Once the unpublished Afghanistan, Iraq, and Turkey collection data were added to the literature records, 115 points for P. papatasi and 98 points for P. alexandri were entered into the MaxEnt program for model development. The program was then set to exclude duplicate presence records within the same pixel. For P. papatasi, 25 points were excluded, leaving 90 presence records for model development and validation. Of these, 68 were randomly selected for model development, with the remaining 22 used to test the model. For P. alexandri, 18 records were excluded, leaving 80 presence records for model development and validation. Sixty of these records were randomly selected for model development, with the remaining 20 used to test the model.

Environmental Layers

Climate and elevation layers were obtained from the WorldClim database, version 1.4 [29]. This database provides climate layers at a spatial resolution of 1 km2 and is derived from weather station data from 1950-2000 [30]. For the purposes of this study, the WorldClim bioclimatic variables were used (Table 2).

Table 2 WorldClim bioclimatic variables used in model development.
Full size table

Land cover data were obtained from the U.S. Geological Survey's (USGS) Earth Resources Observation and Science (EROS) Data Center [31]. This is a global land cover classification that is broken into 96 land cover classes at 1-km resolution. Of the ninety-six classes, only 60 occur in the study area. The 68 training points for P. papatasi fall into just 10 of these classes (Table 1). The 60 training points for P. alexandri are associated with 10 classes (Table 1).
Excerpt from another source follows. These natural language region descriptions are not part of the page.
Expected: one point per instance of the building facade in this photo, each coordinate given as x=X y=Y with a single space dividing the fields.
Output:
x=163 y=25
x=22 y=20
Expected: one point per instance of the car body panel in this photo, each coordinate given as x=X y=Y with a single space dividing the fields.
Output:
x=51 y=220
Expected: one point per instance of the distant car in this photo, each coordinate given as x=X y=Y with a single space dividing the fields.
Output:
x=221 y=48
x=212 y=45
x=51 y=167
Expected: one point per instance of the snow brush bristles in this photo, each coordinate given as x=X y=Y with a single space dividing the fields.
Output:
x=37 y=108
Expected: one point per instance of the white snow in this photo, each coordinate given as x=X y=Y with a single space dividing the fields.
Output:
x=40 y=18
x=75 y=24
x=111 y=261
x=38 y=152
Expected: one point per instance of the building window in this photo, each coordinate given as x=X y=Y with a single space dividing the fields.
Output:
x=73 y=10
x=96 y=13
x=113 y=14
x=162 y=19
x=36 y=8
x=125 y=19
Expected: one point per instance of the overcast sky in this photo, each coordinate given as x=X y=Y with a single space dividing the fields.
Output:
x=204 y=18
Model Building and Evaluation

The niche modeling application MaxEnt was used in this analysis [32]. The MaxEnt program develops models of species distribution, subject to environmental variables entered into the model building process, using the principles of the maximum entropy distribution [33, 34]. Models were developed using MaxEnt version 3.2.1.
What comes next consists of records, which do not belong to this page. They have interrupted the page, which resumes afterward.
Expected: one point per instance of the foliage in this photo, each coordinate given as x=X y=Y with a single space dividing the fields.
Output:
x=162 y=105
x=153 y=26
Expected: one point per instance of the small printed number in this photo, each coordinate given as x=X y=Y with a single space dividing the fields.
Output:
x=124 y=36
Seventy-five percent of the data points for each species were randomly selected as training points, used in model building. The remaining 25% of the records were test points, used in model validation. Duplicate presence records were removed by the MaxEnt program prior to model development. The MaxEnt model output was set to logistic, which returns an estimated probability of presence for a given location between the values of 0 (no probability of species presence) and 1 (species is certain to be present). All other parameters were set to the default settings.

The model was evaluated using both threshold-dependent and threshold-independent methods. The area under the curve (AUC) of the receiver operating characteristic (ROC) analysis is a threshold-independent method of evaluating model quality. This technique computes the total area under the curve created by plotting sensitivity against the fractional predicted area for the species [3335]. The threshold-dependent measure used here is the minimum training presence in which the probabilities are converted to binomial values with 0 being absent and 1 being present [3335]. Using this method, all pixels with a probability of presence equal to or greater than that of the training point with the lowest probability of presence are classified as present and all pixels with a lower probability of presence are classified as absent. A one-tailed binomial test is then performed with the null hypothesis being that the model does not predict the test points better than random [33].
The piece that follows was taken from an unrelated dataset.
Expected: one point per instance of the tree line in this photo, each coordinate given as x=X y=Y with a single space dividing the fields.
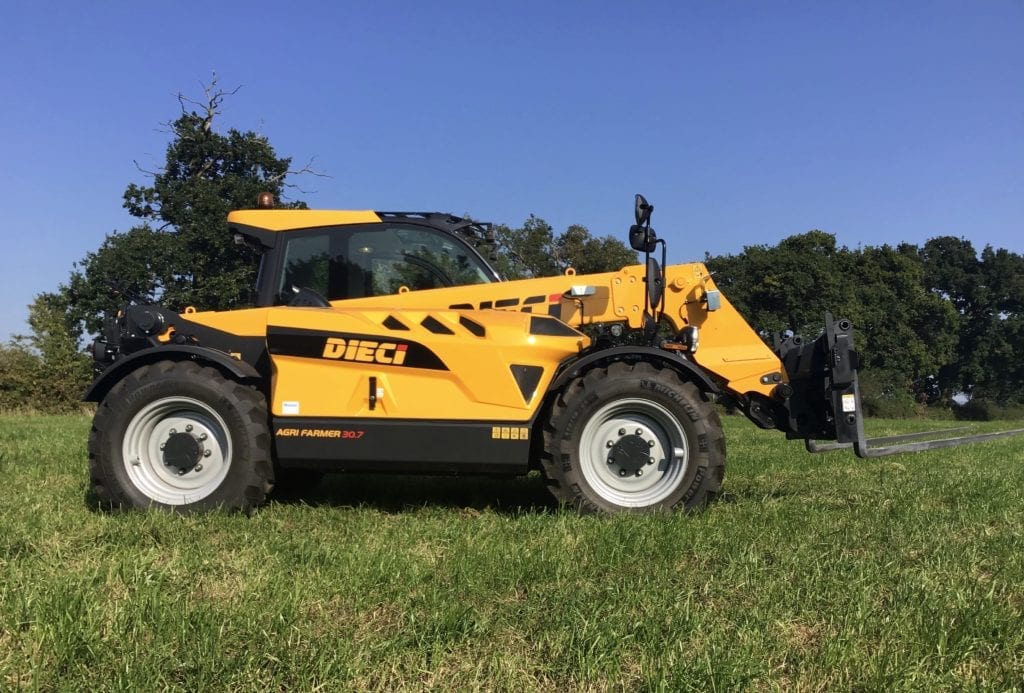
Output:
x=936 y=323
In order to determine which variables contribute most to the model development, the MaxEnt program was set to calculate jackknife tests of variable importance. The jackknife procedure produces three different types of models: (1) models created with one variable at a time excluded and all other variables included, (2) models created with only one variable included, and (3) a model created with all variables [3335]. Variables that are most important to model development are those that decrease the training gain when removed from the model and show gain when the model is developed with only one variable.

Disclaimer

Material has been reviewed by the Walter Reed Army Institute of Research. There is no objection to its publication. The opinions or assertions contained herein are the private views of the author, and are not to be construed as official, or as reflecting true views of the Department of the Army or the Department of Defense.